The teenage girl replaced the vestment in the bag, not bothering to consider her mother's choices. No doubt they were either pink, or frilly, or worse - both! She shuddered inwardly at the thought of her wardrobe - already straining with hundreds of 'feminine' items - being asked to accommodate more. If it were alive, it'd probably go on strike, Sora decided silently.

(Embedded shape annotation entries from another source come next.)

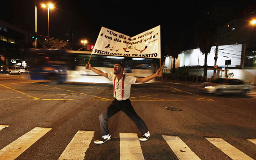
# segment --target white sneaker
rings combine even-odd
[[[140,138],[139,140],[140,141],[145,141],[148,140],[149,138],[149,137],[150,137],[150,133],[148,134],[146,133],[144,134],[142,137]]]
[[[94,141],[94,143],[97,144],[103,144],[107,142],[108,140],[110,140],[111,139],[111,138],[110,138],[111,137],[111,135],[110,135],[109,136],[103,135],[100,139],[95,140]]]

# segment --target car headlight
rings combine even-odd
[[[208,89],[208,90],[210,90],[211,89],[215,88],[214,86],[206,86],[204,87],[206,89]]]

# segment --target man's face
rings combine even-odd
[[[114,74],[117,74],[121,72],[122,67],[119,64],[116,64],[114,66]]]

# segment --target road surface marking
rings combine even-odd
[[[253,160],[221,138],[206,138],[205,139],[233,160]]]
[[[144,160],[136,133],[120,133],[120,160]]]
[[[41,85],[42,86],[50,87],[52,87],[52,88],[55,88],[55,89],[60,89],[60,90],[66,90],[66,91],[69,91],[69,92],[74,92],[74,93],[79,93],[79,94],[82,94],[82,95],[87,95],[87,94],[85,94],[84,93],[79,93],[79,92],[76,92],[76,91],[73,91],[71,90],[66,90],[65,89],[63,89],[63,88],[59,88],[59,87],[54,87],[54,86],[50,86],[50,85],[49,85],[40,84],[39,84],[38,83],[36,83],[36,84],[40,84],[40,85]]]
[[[204,97],[203,97],[203,96],[202,96],[199,95],[196,95],[196,94],[195,94],[192,93],[190,93],[190,92],[189,92],[185,91],[184,91],[184,90],[181,90],[178,89],[177,89],[177,88],[174,88],[174,87],[170,87],[170,86],[166,86],[166,87],[169,87],[169,88],[172,88],[172,89],[175,89],[175,90],[179,90],[179,91],[180,91],[183,92],[185,92],[185,93],[189,93],[189,94],[191,94],[191,95],[195,95],[195,96],[198,96],[198,97],[201,97],[201,98],[205,98]],[[210,100],[210,101],[214,101],[214,100],[212,100],[212,99],[209,99],[209,100]]]
[[[109,99],[105,98],[104,98],[98,97],[97,96],[94,96],[94,97],[98,98],[100,98],[100,99],[102,99],[103,100],[107,100],[107,101],[113,100],[112,99]]]
[[[256,139],[246,139],[247,140],[250,140],[250,141],[251,141],[252,143],[253,143],[256,144]]]
[[[8,127],[10,126],[9,125],[0,125],[0,131],[1,131],[2,129],[3,129],[5,128]]]
[[[11,88],[10,88],[9,87],[7,87],[7,86],[5,86],[5,85],[3,85],[0,84],[0,86],[3,86],[3,87],[6,87],[6,88],[8,88],[8,89],[10,89],[10,90],[14,90],[14,91],[15,91],[18,92],[18,93],[21,93],[21,94],[26,94],[26,93],[24,93],[24,92],[21,92],[21,91],[19,91],[19,90],[15,90],[15,89]]]
[[[83,160],[94,131],[78,131],[58,160]]]
[[[0,150],[0,160],[15,159],[51,129],[35,128]]]
[[[162,135],[162,136],[179,160],[200,160],[179,137],[167,135]]]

The 'Hello Kitty' clock on her wall ticked incessantly, the sound seeming much louder as she noticed it in the quiet room. The chestnut haired girl half-considered removing the batteries from it, but dismissed this idea as the clock was too far up the wall for her to reach. It had been a gift from her father on one of his many trips. 'Yet another peace offering', her mother had called it. Sora had only been seven years old at the time, so the significance of this comment had been lost on her. She'd only seen a pretty clock where her mother had seen the results of a guilty conscience. Now that she was older, however, Sora could understand the existence of the bitterness in Mrs. Takenouchi's voice. The hazel-eyed girl missed him too when he was away.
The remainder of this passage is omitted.